En deuxième partie de programme, place à la découverte d'Henri Michaux : Mouvements, pièce imaginée par la chorégraphe comme l'illustration très littérale du contenu de ce recueil de centaines de dessins à l'encre de Chine et d'un poème d'Henri Michaux, poète des signes autant que peintre des mots. Tout commence par la couverture du livre projetée au loin, puis une page blanche apparaît, en même temps qu'entre en scène une danseuse, vêtue d'une combinaison noire, en haut à gauche d'un tapis de danse resserré et immaculé figurant en écho la page vierge. Un premier dessin est projeté, forme abstraite vaguement humanoïde, et l'interprète après l'avoir lentement regardé, va reproduire la forme immobile quelques secondes comme une tâche d'encre incarnée. Très vite un deuxième graphe est projeté et la danseuse le reproduira à son tour un peu plus à droite. A chaque nouveau signe, un déplacement et une nouvelle interprétation de la forme est proposée, en respectant sur le tapis la disposition de la page jusqu'à courir de cour à jardin pour figurer le retour à la ligne. Ce procédé se répète toute la première partie, avec un nouvel interprète pour chaque nouvelle page, sur un rythme très rapidement intense, porté par une composition musicale basée sur une vitupérante rythmique de metal, à tel point que le regard ne peut plus alterner entre la projection du nouveau dessin et sa reproduction vivante, pour ne plus suivre que l'interprète. Chaque dessin devient une pose, parfois dynamique (tressautement des jambes, ondulation des bras, ou figuration d'un élan), parfois statique, mais avec l'idée de laisser deviner un mouvement, par un bras qui s'étire, ou une position instable sur la pointe des pieds. Les représentations sont tantôt abstraites, de simples corps en mouvements, tantôt plus figuratives, ondulation d'une vague ou animal sagement représenté.

Mouvements
Gérard Reyes, Mariusz Ostrowski, James Viveiros, Lucy may, Lucie Mongrain
Leon Kupferschmid, Carol Prieur dans Mouvements (chor. Marie Chouinard)

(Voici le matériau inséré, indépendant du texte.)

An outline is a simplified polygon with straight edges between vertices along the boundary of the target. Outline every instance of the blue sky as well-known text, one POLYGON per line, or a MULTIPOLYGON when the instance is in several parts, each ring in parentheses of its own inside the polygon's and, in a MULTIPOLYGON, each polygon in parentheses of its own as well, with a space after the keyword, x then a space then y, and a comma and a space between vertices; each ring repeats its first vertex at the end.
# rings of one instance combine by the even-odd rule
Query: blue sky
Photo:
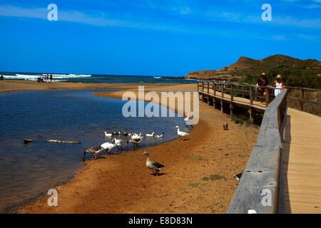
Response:
POLYGON ((0 71, 181 76, 240 56, 320 61, 320 15, 321 0, 0 0, 0 71))

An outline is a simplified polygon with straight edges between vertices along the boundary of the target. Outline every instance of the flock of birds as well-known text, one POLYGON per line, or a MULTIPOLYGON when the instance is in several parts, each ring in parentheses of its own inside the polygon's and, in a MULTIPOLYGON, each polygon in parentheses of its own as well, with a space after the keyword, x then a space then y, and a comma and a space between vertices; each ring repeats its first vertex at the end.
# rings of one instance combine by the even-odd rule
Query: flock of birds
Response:
MULTIPOLYGON (((180 128, 178 126, 175 127, 177 129, 178 135, 182 139, 184 140, 184 138, 188 136, 189 134, 188 133, 180 131, 180 128)), ((138 144, 143 141, 144 137, 146 138, 163 138, 165 133, 162 133, 160 135, 156 135, 155 133, 147 133, 145 134, 145 136, 143 135, 142 133, 128 133, 126 130, 125 131, 121 132, 112 132, 111 133, 108 133, 104 132, 105 138, 111 138, 115 136, 124 136, 126 139, 126 148, 128 147, 129 144, 133 144, 133 147, 137 147, 138 144)), ((93 155, 93 160, 97 159, 97 155, 101 155, 103 151, 105 151, 105 154, 108 155, 111 152, 111 151, 114 148, 117 148, 117 152, 119 151, 119 148, 123 146, 123 140, 122 139, 117 139, 114 138, 111 142, 104 142, 99 146, 91 147, 88 148, 83 152, 82 155, 83 160, 85 160, 86 154, 91 154, 93 155)))
MULTIPOLYGON (((188 121, 190 117, 190 115, 188 114, 187 118, 184 118, 186 124, 187 124, 187 121, 188 121)), ((181 138, 181 140, 183 140, 184 138, 189 135, 189 133, 188 133, 180 131, 180 128, 178 126, 175 126, 175 128, 177 129, 177 134, 181 138)), ((226 121, 225 121, 223 123, 223 130, 228 130, 228 124, 226 121)), ((149 133, 145 134, 145 136, 146 138, 163 138, 163 135, 164 135, 164 133, 162 133, 160 135, 156 135, 155 133, 152 133, 151 134, 149 134, 149 133)), ((114 135, 123 135, 125 137, 127 137, 127 136, 129 137, 130 139, 126 141, 126 147, 128 147, 129 143, 132 143, 132 144, 133 144, 134 147, 137 147, 138 145, 143 140, 143 138, 144 138, 142 133, 140 133, 139 134, 138 134, 138 133, 131 134, 131 133, 128 133, 126 130, 123 133, 121 131, 119 131, 118 133, 112 132, 111 133, 107 133, 106 132, 105 132, 104 135, 105 135, 105 137, 108 137, 108 138, 111 138, 114 135)), ((113 143, 105 142, 105 143, 101 144, 98 147, 91 147, 86 150, 82 156, 83 160, 84 160, 86 153, 92 154, 93 155, 92 159, 96 160, 96 159, 97 159, 97 155, 101 155, 101 152, 103 150, 106 151, 106 155, 108 155, 109 152, 111 152, 111 150, 115 147, 117 147, 117 150, 118 150, 119 147, 122 146, 123 140, 113 138, 112 140, 112 142, 113 142, 113 143)), ((157 162, 151 160, 150 155, 149 155, 148 151, 145 151, 143 154, 146 155, 146 157, 147 157, 146 167, 149 170, 153 171, 153 173, 151 174, 150 175, 155 176, 155 175, 156 175, 157 176, 158 176, 159 172, 164 167, 164 165, 162 165, 157 162)), ((238 180, 238 181, 240 181, 240 179, 242 177, 242 174, 243 173, 241 172, 241 173, 236 174, 234 175, 236 177, 236 179, 238 180)))

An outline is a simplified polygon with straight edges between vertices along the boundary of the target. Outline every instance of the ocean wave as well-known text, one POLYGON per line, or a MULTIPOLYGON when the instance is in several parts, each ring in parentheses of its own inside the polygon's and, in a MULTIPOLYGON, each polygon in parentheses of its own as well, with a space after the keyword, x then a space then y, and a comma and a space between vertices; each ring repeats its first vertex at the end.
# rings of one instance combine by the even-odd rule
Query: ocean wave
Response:
MULTIPOLYGON (((46 73, 43 73, 43 76, 46 76, 46 73)), ((19 74, 17 73, 16 75, 4 75, 5 79, 18 79, 18 80, 31 80, 36 81, 38 78, 40 76, 39 75, 30 75, 30 74, 19 74)), ((68 79, 68 78, 86 78, 86 77, 91 77, 91 74, 53 74, 53 79, 54 81, 58 81, 55 79, 68 79)), ((64 80, 66 81, 66 80, 64 80)))

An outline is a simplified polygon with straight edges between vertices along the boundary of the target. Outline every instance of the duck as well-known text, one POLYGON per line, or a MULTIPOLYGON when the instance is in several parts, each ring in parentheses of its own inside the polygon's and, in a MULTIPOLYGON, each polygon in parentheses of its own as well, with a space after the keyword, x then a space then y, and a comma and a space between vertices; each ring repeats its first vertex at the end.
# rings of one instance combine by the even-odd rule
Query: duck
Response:
POLYGON ((131 140, 127 140, 127 142, 126 142, 126 147, 128 147, 129 143, 133 143, 134 147, 137 147, 138 146, 138 144, 139 144, 141 141, 142 141, 142 139, 140 139, 140 138, 136 138, 136 139, 133 139, 133 138, 132 138, 131 140))
POLYGON ((143 136, 140 136, 138 135, 131 135, 131 134, 128 134, 128 136, 131 138, 131 139, 135 140, 135 139, 140 139, 142 140, 143 138, 144 138, 143 136))
POLYGON ((101 147, 91 147, 88 148, 87 150, 85 150, 85 152, 83 152, 83 156, 81 156, 81 158, 83 160, 83 161, 85 161, 85 156, 86 154, 92 154, 93 155, 93 158, 91 158, 92 160, 96 160, 97 159, 97 155, 101 155, 101 151, 103 151, 103 148, 101 148, 101 147))
POLYGON ((223 130, 228 130, 228 123, 226 121, 223 123, 223 130))
POLYGON ((181 138, 181 139, 183 140, 183 138, 188 136, 189 134, 188 133, 180 131, 180 128, 178 126, 175 127, 175 128, 177 128, 177 134, 179 137, 181 138))
POLYGON ((156 175, 158 176, 159 171, 165 166, 164 165, 160 164, 156 162, 151 161, 149 159, 149 154, 148 152, 145 151, 143 155, 147 156, 147 160, 146 160, 146 167, 153 171, 152 174, 150 174, 150 176, 155 176, 155 173, 156 173, 156 175))
POLYGON ((185 124, 187 125, 188 120, 190 120, 190 117, 191 117, 190 114, 188 113, 187 117, 184 118, 185 124))
POLYGON ((126 132, 126 130, 125 129, 125 131, 123 133, 121 133, 123 136, 127 136, 128 135, 128 133, 126 132))
POLYGON ((163 138, 163 135, 164 135, 164 134, 165 134, 164 133, 162 133, 162 134, 160 135, 155 135, 155 138, 163 138))
POLYGON ((153 133, 151 134, 146 134, 145 135, 146 137, 154 137, 155 133, 153 133))
POLYGON ((106 154, 107 155, 110 152, 116 145, 111 142, 105 142, 101 145, 101 148, 106 150, 106 154))
POLYGON ((119 147, 122 146, 123 145, 123 140, 118 140, 116 138, 113 138, 113 140, 111 141, 111 142, 115 143, 115 145, 117 147, 117 152, 119 150, 119 147))
POLYGON ((240 177, 242 177, 242 175, 243 174, 243 172, 240 172, 238 174, 235 174, 234 177, 235 177, 236 180, 238 180, 238 181, 240 181, 240 177))
POLYGON ((105 137, 111 137, 111 136, 113 136, 112 133, 107 133, 106 132, 105 132, 104 133, 105 133, 105 137))

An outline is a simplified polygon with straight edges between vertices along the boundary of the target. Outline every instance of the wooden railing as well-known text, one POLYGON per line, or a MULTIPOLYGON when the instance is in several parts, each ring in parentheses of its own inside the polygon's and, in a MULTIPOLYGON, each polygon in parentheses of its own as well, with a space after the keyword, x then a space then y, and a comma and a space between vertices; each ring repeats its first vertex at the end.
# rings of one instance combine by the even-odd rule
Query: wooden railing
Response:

Suivra une pause bienvenue, qui verra une danseuse s'arrêter net devant une page blanche, sur laquelle tarde à s'inscrire une nouvelle calligraphie, révélant l'angoisse du manque, de l'héroïne ou de la chorégraphe, instant suspendu, sans doute le moment le plus humain, dans ce déluge d'images à l'ambiance noire et blanche très clinique. Les figures du peintre sont plus un mélange entre Jérôme Bosch et Paul Klee, mais le jeu de l'interprétation confère à l'ensemble l'image d'un gigantesque test de Rorschach. La folie n'est jamais loin, les volutes de la drogue non plus, même si l'humour transparaît parfois, tous portés par la symbolique du cri, qui constitue l'une des bases des formes interprétées, via des bouches démesurément ouvertes, ou des cris d'animaux accompagnant les signes les figurant.

Dans cette frénésie du tout, la chorégraphe inclut le poème central de l'œuvre, déclamé avec fougue par une danseuse qui s'enroule sous le tapis de danse, tandis que ses partenaires continuent de dérouler les pages des graphies, cette fois par duo ou trio pour figurer des signes de plus en plus complexes.

Mouvements
Lucy May dans Mouvements (chor. Marie Chouinard)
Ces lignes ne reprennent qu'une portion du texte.